Seemingly, this issue was laid to rest in Glickman v. Wileman Brothers & Elliot, Inc., (4) in which a divided Supreme Court held that compelled contributions of this sort do not violate the Constitution? Last year, however, only four years after Glickman, in United States v. United Foods, (6) the Court held that in an otherwise unregulated industry, compelled contributions for subsidized advertising are unconstitutional. (7) Despite this apparent departure, rather than overturn their decision in Glickman, the Court chose to distinguish Glickman and cabin its earlier holding. (8) As a result, instead of clarifying or broadening the scope of protection for commercial speech under the First Amendment, United Foods further clouds the waters of constitutional law.

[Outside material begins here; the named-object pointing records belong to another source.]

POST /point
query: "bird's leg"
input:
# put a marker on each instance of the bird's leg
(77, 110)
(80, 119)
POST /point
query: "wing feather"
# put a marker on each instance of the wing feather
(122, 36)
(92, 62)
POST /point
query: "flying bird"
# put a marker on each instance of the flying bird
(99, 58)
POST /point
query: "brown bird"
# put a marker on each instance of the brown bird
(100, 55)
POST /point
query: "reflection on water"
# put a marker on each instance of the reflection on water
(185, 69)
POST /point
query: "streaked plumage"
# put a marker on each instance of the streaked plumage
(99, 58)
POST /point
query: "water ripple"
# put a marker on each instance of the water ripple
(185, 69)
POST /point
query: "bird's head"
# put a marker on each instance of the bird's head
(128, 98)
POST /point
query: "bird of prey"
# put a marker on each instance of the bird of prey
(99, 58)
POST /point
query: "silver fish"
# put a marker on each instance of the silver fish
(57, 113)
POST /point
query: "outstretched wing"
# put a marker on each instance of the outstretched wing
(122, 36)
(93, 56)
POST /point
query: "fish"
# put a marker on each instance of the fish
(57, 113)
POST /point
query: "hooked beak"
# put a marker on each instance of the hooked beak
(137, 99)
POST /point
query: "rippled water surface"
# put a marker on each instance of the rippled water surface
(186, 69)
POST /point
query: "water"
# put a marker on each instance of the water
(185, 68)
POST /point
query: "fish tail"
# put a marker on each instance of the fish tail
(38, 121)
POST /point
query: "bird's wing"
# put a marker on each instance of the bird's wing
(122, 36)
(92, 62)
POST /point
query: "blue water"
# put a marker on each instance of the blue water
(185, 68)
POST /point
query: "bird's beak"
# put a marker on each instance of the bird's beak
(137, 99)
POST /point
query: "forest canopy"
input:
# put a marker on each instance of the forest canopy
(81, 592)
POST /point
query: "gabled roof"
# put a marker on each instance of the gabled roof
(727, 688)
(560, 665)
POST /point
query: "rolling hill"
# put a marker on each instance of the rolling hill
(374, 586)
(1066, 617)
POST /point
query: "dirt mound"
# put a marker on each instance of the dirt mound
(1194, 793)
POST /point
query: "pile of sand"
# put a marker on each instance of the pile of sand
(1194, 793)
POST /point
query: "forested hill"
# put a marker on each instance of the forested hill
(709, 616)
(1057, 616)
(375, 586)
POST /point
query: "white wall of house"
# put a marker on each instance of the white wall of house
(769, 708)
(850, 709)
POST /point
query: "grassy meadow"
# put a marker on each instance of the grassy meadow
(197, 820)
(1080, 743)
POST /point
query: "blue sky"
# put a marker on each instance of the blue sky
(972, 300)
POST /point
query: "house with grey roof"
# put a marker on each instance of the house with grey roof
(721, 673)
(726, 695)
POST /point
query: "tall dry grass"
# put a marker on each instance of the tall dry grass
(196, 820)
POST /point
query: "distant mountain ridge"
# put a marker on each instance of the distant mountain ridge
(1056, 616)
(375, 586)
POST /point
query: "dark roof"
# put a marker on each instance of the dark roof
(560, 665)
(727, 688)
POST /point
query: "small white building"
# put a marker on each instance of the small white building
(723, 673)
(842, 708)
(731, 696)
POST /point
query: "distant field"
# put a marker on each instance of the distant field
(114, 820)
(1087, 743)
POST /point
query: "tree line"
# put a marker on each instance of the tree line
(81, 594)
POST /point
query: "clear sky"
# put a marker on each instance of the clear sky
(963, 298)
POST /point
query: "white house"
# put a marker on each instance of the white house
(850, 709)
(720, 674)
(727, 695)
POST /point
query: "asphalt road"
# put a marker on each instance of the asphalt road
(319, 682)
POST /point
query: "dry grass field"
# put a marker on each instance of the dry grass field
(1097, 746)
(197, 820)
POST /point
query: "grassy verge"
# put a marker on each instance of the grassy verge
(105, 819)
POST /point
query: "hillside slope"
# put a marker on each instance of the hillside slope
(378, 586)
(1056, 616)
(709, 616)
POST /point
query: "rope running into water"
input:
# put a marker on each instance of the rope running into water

II. A BRIEF REVIEW OF GLICKMAN

Four years ago, in a case factually similar to United Foods, the Supreme Court decided that no First Amendment issues were raised in Glickman v. Wileman Bros. & Elliot, Inc. (9) Glickman involved a First Amendment challenge to compelled contributions for generic advertising by California fruit growers. (10) Writing for the Court, Justice Stevens determined that "criticisms of generic advertising provide no basis for concluding that factually accurate advertising constitutes an abridgement of anybody's right to speak freely." (11) Because of the close connection between the legal questions addressed in Glickman and United Foods, it will be useful to review the Glickman Court's arguments.

Justice Stevens posited the legal question in Glickman as "whether being compelled to fund this [collectivized] advertising raises a First Amendment issue for us to resolve, or rather is simply a question of economic policy for Congress and the Executive to resolve." (12) Already, this formulation of the question indicated the Court's conclusion that in certain contexts commercial speech receives no consideration under the First Amendment. With this mentality, it was easy for Justice Stevens to restrict the precedential value of the Court's earlier commercial speech cases to their specific fact patterns. Granting the government's regulatory scheme a presumption of validity, Justice Stevens argued:

 
   First, the marketing orders impose no restraint on the freedom of any 
   producer to communicate any message to any audience. Second, they do not 
   compel any person to engage in any actual or symbolic speech. Third, they 
   do not compel the producers to endorse or to finance any political or 
   ideological views. (13) 

Justice Stevens used these distinctions to distinguish Glickman from the Court's previous First Amendment decisions. (14) In particular, the Court considered the precedent set in Abood v. Detroit Board of Education, (15) a political speech case in which the Court invalidated a union requirement that teachers subsidize speech with which they disagreed. (16) Referring again to the generic nature of the collectivized advertising implicated in Glickman, however, Justice Stevens concluded that "[n]either the fact that respondents may prefer to foster that message independently in order to promote and distinguish their own products, nor the fact that they think more or less money should be spent fostering it, makes this case comparable to those in which an objection rested on political or ideological disagreement with the content of the message.